Sur le terrain, les gains tactiques et stratégiques du recours aux drones ne sont pourtant pas toujours au rendez-vous, soulignent plusieurs experts.

Pour Djenabou Cisse, "les drones ne permettent pas à eux seuls de vaincre un adversaire. On l'a vu en Libye, où les deux camps disposaient de drones sophistiqués, et plus récemment au Soudan, où chacun utilise des drones, mais avec des capacités très inégales. Non seulement ces pays ne se sont pas pleinement stabilisés, mais les conflits se sont souvent enlisés voire intensifiés".

Les drones s'avèrent surtout décisifs en terrain découvert, lorsque l'ennemi n'est pas capable de se disperser et de se dissimuler comme c'est le cas des jihadistes au Sahel, qui ne cessent de gagner du terrain, conclut une étude fouillée de l'Institut allemand pour les affaires internationales et de sécurité (SWP).

En Ethiopie, ils ont permis d'inverser le cours du conflit au Tigré à un moment-clé, donnant un avantage décisif aux forces fédérales sans pour autant permettre une victoire définitive.

A l'été 2021, une large colonne de forces rebelles du Tigré parvenue à moins de 200 km d'Addis Abeba, menaçant de s'emparer de la capitale, est stoppée in extremis par l'arsenal de drones déployés par le gouvernement.

L'analyse d'images satellites par l'ONG PAX sur plusieurs bases aériennes éthiopiennes atteste de la présence de plusieurs TB2 et plus récemment de l'Akinci, mais aussi de Wing Loon chinois et de Mohajer-6 iraniens.
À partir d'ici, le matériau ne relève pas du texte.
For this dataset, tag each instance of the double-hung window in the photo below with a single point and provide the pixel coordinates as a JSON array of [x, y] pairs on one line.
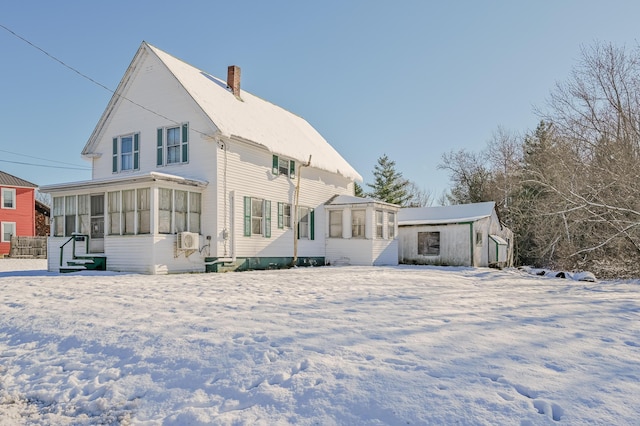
[[379, 224], [357, 223], [335, 223], [8, 198], [429, 243], [8, 229], [283, 166], [172, 145], [126, 153], [257, 217], [391, 224], [284, 215], [71, 214], [305, 223]]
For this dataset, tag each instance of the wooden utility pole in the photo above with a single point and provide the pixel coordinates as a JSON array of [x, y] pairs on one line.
[[295, 214]]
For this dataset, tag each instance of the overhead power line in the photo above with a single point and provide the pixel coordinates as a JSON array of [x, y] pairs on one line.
[[91, 79], [46, 165], [39, 158]]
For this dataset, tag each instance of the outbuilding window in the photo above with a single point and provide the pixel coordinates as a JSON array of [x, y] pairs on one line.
[[358, 223], [126, 153], [335, 223], [429, 243]]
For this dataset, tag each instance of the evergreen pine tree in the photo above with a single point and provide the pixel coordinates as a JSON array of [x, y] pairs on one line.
[[389, 185]]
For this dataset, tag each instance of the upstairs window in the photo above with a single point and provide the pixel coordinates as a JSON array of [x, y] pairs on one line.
[[8, 198], [126, 153], [257, 217], [335, 223], [282, 166], [284, 215], [357, 223], [172, 145]]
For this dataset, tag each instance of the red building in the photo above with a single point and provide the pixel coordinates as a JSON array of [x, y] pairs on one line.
[[17, 210]]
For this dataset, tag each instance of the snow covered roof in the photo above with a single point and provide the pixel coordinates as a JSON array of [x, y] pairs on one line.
[[445, 214], [124, 179], [10, 180], [252, 119]]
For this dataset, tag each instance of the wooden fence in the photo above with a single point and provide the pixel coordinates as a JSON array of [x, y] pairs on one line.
[[28, 247]]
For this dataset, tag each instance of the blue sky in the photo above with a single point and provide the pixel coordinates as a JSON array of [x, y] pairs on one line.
[[410, 79]]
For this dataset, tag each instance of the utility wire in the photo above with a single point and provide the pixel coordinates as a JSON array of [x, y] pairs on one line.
[[45, 165], [92, 80], [40, 158]]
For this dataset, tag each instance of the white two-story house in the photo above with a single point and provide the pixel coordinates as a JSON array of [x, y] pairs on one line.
[[191, 174]]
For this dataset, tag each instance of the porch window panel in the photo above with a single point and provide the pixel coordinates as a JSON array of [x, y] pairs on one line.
[[181, 211], [128, 211], [303, 223], [69, 215], [195, 210], [84, 211], [144, 211], [113, 201], [165, 206], [58, 216], [335, 224]]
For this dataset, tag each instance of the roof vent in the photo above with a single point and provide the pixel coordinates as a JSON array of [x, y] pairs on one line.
[[233, 80]]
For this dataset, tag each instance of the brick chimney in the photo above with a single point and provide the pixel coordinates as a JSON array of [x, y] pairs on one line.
[[233, 80]]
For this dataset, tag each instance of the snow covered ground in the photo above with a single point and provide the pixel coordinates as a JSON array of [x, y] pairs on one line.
[[317, 346]]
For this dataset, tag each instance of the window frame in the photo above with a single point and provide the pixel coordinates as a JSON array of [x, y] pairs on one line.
[[179, 149], [283, 166], [391, 225], [336, 229], [118, 155], [12, 191], [356, 226], [3, 231], [250, 218], [379, 224]]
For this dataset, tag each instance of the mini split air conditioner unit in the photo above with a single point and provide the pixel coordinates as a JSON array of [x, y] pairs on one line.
[[188, 241]]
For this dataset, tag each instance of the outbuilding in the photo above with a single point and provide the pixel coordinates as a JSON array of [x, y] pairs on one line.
[[460, 235]]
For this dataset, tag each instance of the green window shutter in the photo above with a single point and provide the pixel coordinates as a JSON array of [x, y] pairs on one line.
[[247, 216], [280, 215], [185, 142], [160, 145], [267, 218], [136, 151], [114, 163]]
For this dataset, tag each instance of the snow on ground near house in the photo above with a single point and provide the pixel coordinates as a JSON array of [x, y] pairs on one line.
[[329, 345]]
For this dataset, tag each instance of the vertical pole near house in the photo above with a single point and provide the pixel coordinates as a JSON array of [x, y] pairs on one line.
[[296, 223]]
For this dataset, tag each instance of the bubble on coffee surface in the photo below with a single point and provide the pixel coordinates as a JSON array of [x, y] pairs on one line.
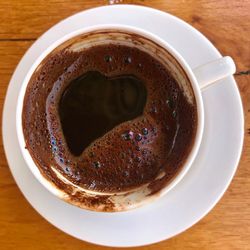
[[128, 152]]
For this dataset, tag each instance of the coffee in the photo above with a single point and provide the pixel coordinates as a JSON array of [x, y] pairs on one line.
[[108, 117]]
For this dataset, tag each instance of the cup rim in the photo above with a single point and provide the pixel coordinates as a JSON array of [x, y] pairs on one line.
[[124, 28]]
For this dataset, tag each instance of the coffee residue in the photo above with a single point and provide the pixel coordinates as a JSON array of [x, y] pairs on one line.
[[108, 118]]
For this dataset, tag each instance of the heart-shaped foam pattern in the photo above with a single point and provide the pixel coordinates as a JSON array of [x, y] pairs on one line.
[[94, 104]]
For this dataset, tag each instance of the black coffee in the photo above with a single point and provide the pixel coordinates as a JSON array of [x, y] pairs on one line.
[[108, 118], [94, 104]]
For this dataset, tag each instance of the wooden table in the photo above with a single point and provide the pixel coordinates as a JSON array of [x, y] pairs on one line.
[[226, 24]]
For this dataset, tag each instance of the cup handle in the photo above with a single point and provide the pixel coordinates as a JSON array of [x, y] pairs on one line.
[[207, 74]]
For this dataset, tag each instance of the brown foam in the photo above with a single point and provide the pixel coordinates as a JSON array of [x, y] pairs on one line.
[[110, 163]]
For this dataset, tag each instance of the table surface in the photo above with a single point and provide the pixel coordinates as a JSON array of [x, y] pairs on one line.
[[226, 24]]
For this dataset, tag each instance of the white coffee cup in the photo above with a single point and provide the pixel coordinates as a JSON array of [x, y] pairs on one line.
[[200, 78]]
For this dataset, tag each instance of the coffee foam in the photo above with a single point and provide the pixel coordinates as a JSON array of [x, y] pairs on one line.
[[124, 164], [144, 44]]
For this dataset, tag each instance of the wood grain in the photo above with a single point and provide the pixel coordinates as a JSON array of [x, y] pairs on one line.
[[227, 25]]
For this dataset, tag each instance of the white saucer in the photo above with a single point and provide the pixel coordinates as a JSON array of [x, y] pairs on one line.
[[203, 185]]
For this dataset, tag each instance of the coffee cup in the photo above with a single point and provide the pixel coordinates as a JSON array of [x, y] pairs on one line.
[[199, 78]]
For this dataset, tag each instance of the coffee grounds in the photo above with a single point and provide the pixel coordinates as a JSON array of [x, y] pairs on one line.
[[155, 135]]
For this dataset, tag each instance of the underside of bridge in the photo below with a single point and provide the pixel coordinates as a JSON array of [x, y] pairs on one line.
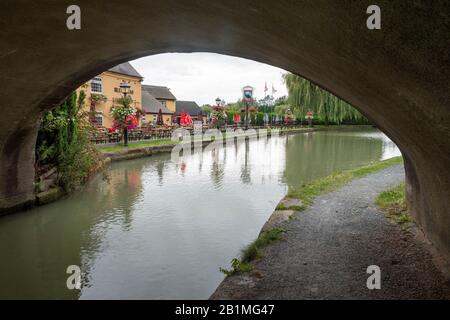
[[398, 76]]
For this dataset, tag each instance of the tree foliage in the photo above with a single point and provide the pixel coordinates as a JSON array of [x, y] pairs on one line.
[[305, 96], [63, 142]]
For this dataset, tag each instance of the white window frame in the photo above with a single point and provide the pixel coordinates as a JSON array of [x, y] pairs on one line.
[[98, 81], [99, 115]]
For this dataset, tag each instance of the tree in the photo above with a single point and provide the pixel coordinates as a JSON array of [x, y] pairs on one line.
[[63, 142], [305, 96]]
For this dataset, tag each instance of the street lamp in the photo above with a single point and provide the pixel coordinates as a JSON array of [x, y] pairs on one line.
[[125, 89], [247, 93]]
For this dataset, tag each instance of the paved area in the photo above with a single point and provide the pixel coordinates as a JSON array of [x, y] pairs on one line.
[[328, 247]]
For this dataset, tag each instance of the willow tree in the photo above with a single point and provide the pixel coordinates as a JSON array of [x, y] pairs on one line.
[[305, 96]]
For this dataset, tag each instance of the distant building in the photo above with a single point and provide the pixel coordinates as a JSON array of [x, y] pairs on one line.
[[191, 108], [102, 92], [151, 108]]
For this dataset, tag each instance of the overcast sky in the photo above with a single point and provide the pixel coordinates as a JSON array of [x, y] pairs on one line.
[[202, 77]]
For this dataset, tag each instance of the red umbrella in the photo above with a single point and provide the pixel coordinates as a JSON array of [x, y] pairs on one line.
[[159, 119], [237, 118], [189, 119], [183, 118]]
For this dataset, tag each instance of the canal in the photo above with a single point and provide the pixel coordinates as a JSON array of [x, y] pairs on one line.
[[154, 229]]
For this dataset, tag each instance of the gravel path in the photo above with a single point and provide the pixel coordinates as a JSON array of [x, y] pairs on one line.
[[328, 247]]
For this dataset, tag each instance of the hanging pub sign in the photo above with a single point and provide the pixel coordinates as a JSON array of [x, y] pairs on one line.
[[248, 93]]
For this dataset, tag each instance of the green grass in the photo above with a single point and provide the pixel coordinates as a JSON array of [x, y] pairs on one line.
[[306, 193], [253, 251], [137, 145], [393, 203], [283, 207], [330, 183]]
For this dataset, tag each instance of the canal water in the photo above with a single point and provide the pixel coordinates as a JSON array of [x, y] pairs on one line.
[[155, 229]]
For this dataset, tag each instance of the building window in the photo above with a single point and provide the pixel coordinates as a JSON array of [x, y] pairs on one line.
[[96, 85], [99, 120]]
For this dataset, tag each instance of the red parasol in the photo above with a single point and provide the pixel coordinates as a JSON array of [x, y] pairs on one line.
[[237, 118], [183, 118], [189, 119]]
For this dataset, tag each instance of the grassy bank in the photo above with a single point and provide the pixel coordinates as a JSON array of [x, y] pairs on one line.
[[309, 191], [393, 203], [136, 145], [253, 251]]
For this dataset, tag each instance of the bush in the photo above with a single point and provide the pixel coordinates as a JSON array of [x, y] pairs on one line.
[[63, 142]]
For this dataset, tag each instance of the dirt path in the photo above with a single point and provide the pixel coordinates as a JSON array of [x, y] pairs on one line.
[[328, 247]]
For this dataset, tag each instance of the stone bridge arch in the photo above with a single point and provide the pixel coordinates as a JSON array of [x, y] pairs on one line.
[[398, 76]]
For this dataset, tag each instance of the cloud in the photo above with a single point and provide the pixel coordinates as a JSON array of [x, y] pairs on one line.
[[202, 77]]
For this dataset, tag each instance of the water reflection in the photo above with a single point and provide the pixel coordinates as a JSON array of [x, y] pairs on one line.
[[151, 229]]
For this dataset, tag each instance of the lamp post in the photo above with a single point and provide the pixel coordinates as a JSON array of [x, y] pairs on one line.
[[125, 90], [247, 92]]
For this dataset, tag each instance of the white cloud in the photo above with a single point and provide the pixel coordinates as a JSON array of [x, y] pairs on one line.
[[202, 77]]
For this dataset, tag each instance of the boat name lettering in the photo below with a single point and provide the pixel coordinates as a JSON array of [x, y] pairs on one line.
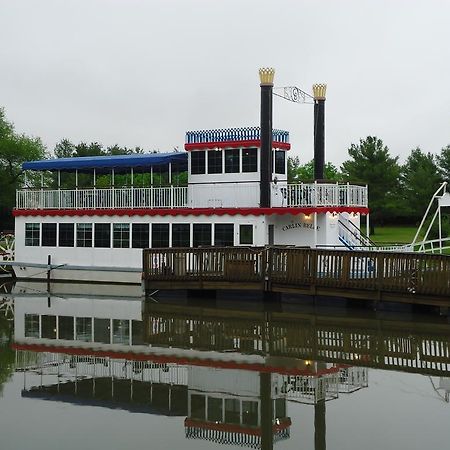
[[291, 226]]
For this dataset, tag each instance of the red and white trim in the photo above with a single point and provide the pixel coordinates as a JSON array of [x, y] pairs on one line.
[[190, 211]]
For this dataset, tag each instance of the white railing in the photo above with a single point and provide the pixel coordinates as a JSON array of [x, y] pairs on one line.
[[220, 195], [117, 198], [319, 194]]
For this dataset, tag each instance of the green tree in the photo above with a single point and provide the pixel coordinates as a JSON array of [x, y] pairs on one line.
[[372, 164], [14, 150], [305, 172], [419, 180], [64, 149], [443, 161]]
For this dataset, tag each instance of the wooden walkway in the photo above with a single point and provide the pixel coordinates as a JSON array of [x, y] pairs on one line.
[[403, 277]]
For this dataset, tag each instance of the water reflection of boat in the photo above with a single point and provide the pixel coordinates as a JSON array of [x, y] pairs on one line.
[[104, 352]]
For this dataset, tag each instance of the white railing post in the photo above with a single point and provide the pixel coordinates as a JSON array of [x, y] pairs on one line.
[[348, 194]]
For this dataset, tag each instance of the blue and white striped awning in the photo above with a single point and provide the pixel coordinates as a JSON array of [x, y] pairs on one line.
[[120, 163]]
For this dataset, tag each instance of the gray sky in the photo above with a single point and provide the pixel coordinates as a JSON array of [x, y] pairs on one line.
[[142, 72]]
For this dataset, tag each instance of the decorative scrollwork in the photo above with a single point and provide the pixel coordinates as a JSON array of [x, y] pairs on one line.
[[294, 94]]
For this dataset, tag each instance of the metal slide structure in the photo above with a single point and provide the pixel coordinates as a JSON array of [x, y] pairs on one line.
[[441, 244], [353, 239]]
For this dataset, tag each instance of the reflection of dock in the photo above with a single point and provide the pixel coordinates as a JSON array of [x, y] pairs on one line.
[[410, 346]]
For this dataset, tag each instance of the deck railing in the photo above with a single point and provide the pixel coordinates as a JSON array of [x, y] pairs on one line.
[[398, 273], [117, 198], [193, 196], [319, 194]]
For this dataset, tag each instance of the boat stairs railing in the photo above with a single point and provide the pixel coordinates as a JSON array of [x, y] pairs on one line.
[[352, 238], [192, 196], [407, 277]]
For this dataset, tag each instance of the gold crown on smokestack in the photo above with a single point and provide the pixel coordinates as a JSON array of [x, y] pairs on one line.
[[266, 75], [319, 91]]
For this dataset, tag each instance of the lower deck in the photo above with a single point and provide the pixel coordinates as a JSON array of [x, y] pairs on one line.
[[109, 248]]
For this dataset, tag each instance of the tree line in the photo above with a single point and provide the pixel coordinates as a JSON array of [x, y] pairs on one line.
[[398, 193]]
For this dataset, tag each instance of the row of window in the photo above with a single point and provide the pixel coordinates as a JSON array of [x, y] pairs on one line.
[[87, 329], [138, 235], [229, 161]]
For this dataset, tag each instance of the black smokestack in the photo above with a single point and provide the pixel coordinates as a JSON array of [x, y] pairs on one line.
[[266, 78], [319, 91]]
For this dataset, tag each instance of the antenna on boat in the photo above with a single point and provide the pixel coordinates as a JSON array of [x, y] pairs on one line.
[[297, 95]]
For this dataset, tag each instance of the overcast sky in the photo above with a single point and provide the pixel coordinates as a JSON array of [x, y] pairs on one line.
[[142, 72]]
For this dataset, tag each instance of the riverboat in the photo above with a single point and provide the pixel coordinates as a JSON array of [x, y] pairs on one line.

Ces drones ont "considérablement accru les possibilités de renseignement, de surveillance et de reconnaissance de l'armée éthiopienne, car ils peuvent rôder pendant près de 24 heures, suivre les mouvements de l'ennemi, identifier ses positions, fournir des informations de ciblage ou frapper directement des cibles", affirme à l'AFP Wim Zwijnenburg, spécialiste des drones pour l'ONG PAX.

Si les combats se sont ensuite concentrés principalement au Tigré, ils se sont tout de même poursuivis jusqu'en 2022, et de très fortes tensions subsistent dans cette région septentrionale malgré la conclusion d'un fragile accord de paix, tandis que d'autres foyers d'insurrections violentes ont essaimé en Amhara et en Oromia.

Le Premier ministre Abiy Ahmed, lauréat du Prix Nobel de la Paix en 2019 pour ses efforts de paix avec son voisin érythréen, est aujourd'hui régulièrement accusé d'exactions indiscriminées envers les populations.

"Les drones ont continué à cibler des civils malgré la présence de systèmes de capteurs sophistiqués, de caméras haute définition et de vision nocturne" censés permettre de mieux distinguer les menaces, accuse Wim Zwijnenburg, qui déplore "un manque de formation des opérateurs, ou, dans le pire des cas, une décision délibérée".

A Gedeb, la petite ville d'Amhara visée durant la Pâque, les habitants contactés par l'AFP ont assuré qu'il n'y avait pas eu de combats, ni même de miliciens Fano présents dans la zone les jours précédant l'attaque.

Mais tous redoutent d'être à nouveau pris pour cible.

"Nous sommes prêts à fuir vers la brousse à tout moment en cas de frappe de drone soudaine", dit l'un d'eux. "Nous vivons dans une peur extrême".